For anyone arriving late to the party, Naruto: Shippunden was adapted from part two of Masashi Kishimoto's epic manga series. Comprising precisely 500 episodes, it aired on TV Tokyo over a ten year period, from February 2007 to March 2017, and was broadcast internationally by a variety of means, typically one week behind Japan.
The early seasons were shown on Disney XD, while in recent years, Viz Media has streamed them to US audiences via assorted platforms. For the final three year run, Toonami aired episodes in uncut form from the beginning of 2004 up until the series ended.
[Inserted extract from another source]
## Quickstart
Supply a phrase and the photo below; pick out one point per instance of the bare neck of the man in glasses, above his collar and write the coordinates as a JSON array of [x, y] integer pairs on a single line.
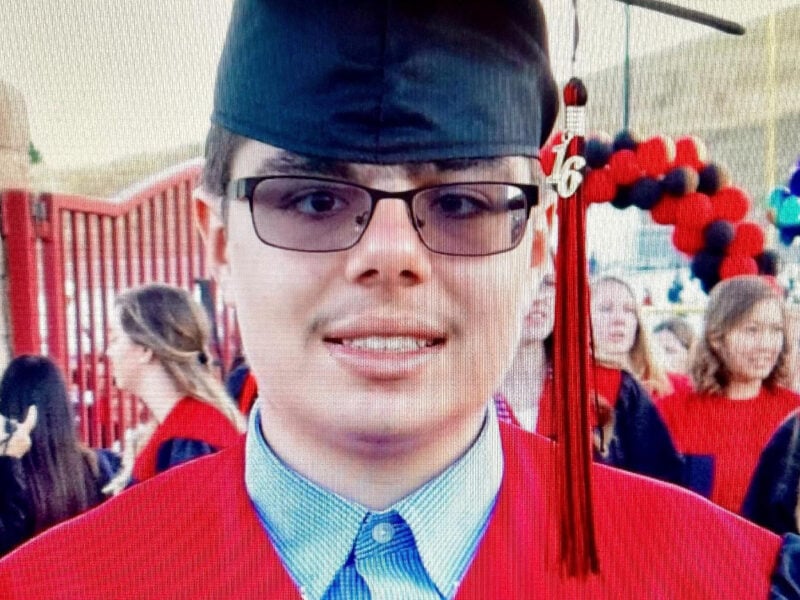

The story followed the fortunes of an orphaned boy called Naruto Uzumaki. Shunned by his elders, he is determined that one day he will rise to the top in his village. The series accompanies Naruto on his long and difficult journey.
Gambling on a global phenomenon
The broadcasting medium is of critical importance here, as online streaming has brought anime in general and Naruto: Shippunden specifically to a wider audience than its creator could ever have dreamed possible. Just as casino or card playing enthusiasts can dip their toe into any of the sites at Casinosinuk.co.uk/live-black-jack, a global audience has been able to experience anime for the first time. Does Kishimoto realize that his gamble is on the heartstrings of a global audience rather than the turn of a card?
How does Boruto fit in?
To put it in extremely crude terms that will have devotees up in arms but will make sense to any newcomer, Boruto can be considered the Deep Space Nine to Naruto’s Star Trek. It is based in the same universe, and the eponymous Boruto is son of the original Naruto. The series is set an undefined period of time subsequent to the end of Naruto: Shippunden.
What’s the fuss about Jump Giga?
The January 2018 issue of Jump Giga is hitting the shelves right about now, and when the cover artwork was leaked in mid-November, it ruffled some feathers among anime fans, to put it mildly. The genie is out of the bottle now, so it is not breaking any confidences to explain why.
The cover features three of the long standing heroes from the Naruto universe standing in formation. Nothing unusual about that, but fans with long memories were quick to spot that the artwork, characters and poses bore a striking similarity to the artwork from Naruto Volume 2, which was published in Japan back in 2000.
Placing the two side by side, you have to take your hat off to Jump Giga for such a faithful recreation of an iconic moment from the original series. But for those who are still coming to terms with the fact that Naruto: Shippunden has finally reached its conclusion, it could be a little too much to bear.